- Contributed by
- People in story:
- Jean Gregory (nee Woodhead)
- Location of story:
- Jenkin Road, Sheffield
- Background to story:
- Article ID:
- Contributed on:
- 20 August 2005
When war was declared in September 1939, I was 11 years old, and well remember the air raids. Night after night we were awakened by the sirens and had to make a dash for the shelter in our garden.
One night sticks in my memory very clearly. It was Sunday 15th December when the East End of Sheffield was targeted. (The previous Thursday it was the Centre of Sheffield that was bombed). We lived near the steel works, the target for that night and the sirens sounded at about 7pm, so we made the dash for the shelter.
In our haste we forgot to take my pet canary (a Yorkshire roler) with us, and when we remembered there was no way we could leave the shelter to get him, which upset us all very much.
The German planes were overhead and the guns were firing non stop. A large land mine was dropped on the railway station at the top of our road (Jenkin Road) and a lot of debris had fallen on top of us. When we finally heard the all clear, we had to dig ourselves out of the shelter and found that the roof had been blown off the house and the back door had been blown through three internal doors and into the street.

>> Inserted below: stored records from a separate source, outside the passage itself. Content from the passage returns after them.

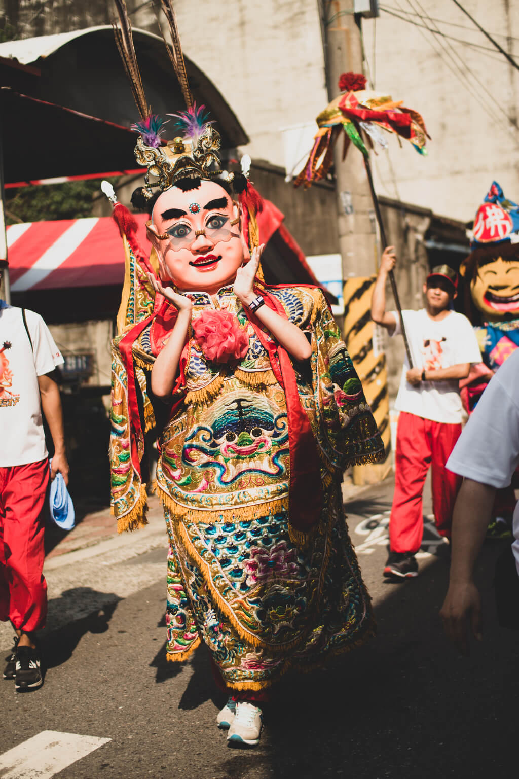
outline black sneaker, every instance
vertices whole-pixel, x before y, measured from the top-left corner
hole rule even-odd
[[[16,665],[16,647],[18,646],[18,636],[15,636],[12,649],[5,657],[7,665],[4,668],[4,679],[13,679],[15,678],[15,668]]]
[[[418,576],[418,563],[412,552],[391,552],[384,569],[384,576],[409,579]]]
[[[37,689],[44,683],[41,675],[40,652],[32,647],[16,647],[15,689],[17,693]]]

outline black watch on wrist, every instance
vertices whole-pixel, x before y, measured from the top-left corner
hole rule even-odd
[[[254,298],[254,300],[251,301],[247,308],[254,314],[254,312],[258,311],[258,308],[261,308],[262,305],[265,305],[265,300],[262,295],[258,294],[257,298]]]

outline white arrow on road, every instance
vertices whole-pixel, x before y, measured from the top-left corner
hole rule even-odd
[[[2,779],[51,779],[110,738],[42,731],[0,755]]]

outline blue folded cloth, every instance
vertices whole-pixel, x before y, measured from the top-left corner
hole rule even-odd
[[[51,482],[51,519],[62,530],[72,530],[75,524],[72,499],[60,473]]]

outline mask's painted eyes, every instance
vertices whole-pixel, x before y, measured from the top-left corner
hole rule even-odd
[[[212,217],[210,217],[207,221],[206,227],[209,230],[219,230],[223,225],[228,221],[229,217],[224,217],[221,213],[216,213]]]
[[[172,227],[168,227],[166,232],[172,238],[187,238],[191,233],[191,227],[187,224],[174,224]]]

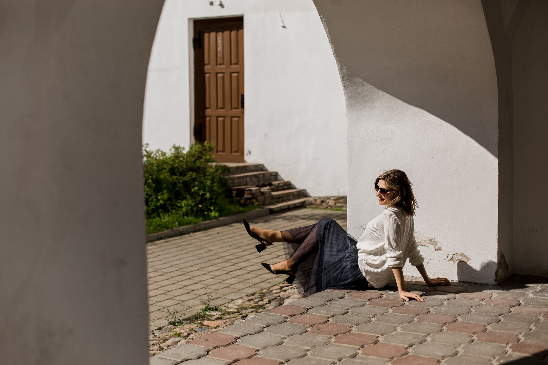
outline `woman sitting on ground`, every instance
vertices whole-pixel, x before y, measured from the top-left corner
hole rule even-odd
[[[250,227],[248,233],[260,242],[260,252],[273,242],[283,242],[288,259],[274,265],[262,263],[275,274],[289,275],[290,283],[297,279],[303,298],[327,289],[366,290],[385,285],[397,286],[399,297],[424,302],[406,290],[402,268],[406,261],[416,267],[428,285],[450,285],[447,279],[430,278],[413,235],[416,200],[407,175],[390,170],[375,181],[383,213],[367,224],[356,240],[335,221],[325,218],[317,223],[284,231]]]

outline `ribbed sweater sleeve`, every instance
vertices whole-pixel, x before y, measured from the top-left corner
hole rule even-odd
[[[389,210],[383,215],[386,265],[390,267],[403,267],[403,245],[401,242],[401,224],[395,213]]]

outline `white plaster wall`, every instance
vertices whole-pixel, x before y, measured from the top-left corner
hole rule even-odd
[[[0,364],[145,365],[161,0],[0,1]]]
[[[512,41],[514,266],[548,276],[548,4],[529,3]]]
[[[218,3],[165,2],[149,67],[144,143],[167,150],[192,141],[189,19],[243,15],[246,161],[312,195],[346,195],[344,96],[312,0]]]
[[[349,233],[382,211],[374,179],[400,169],[414,183],[418,238],[441,248],[421,247],[431,276],[493,282],[498,94],[481,2],[315,3],[345,93]]]

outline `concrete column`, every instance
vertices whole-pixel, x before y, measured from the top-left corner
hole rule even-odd
[[[141,124],[162,3],[0,2],[0,363],[148,363]]]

All the windows had been blown out but the canary however, was still in his cage in a corner, black with soot but unharmed and singing away! Something of a miracle.
The next few hours were spent salvaging what clothes and possesions we could and walking to my sister's house on Shiregreen. The canary went with us, mother carrying the cage, and I always think of this when I hear the song, "My old man said follow the van ... and don't dilly dally on the way".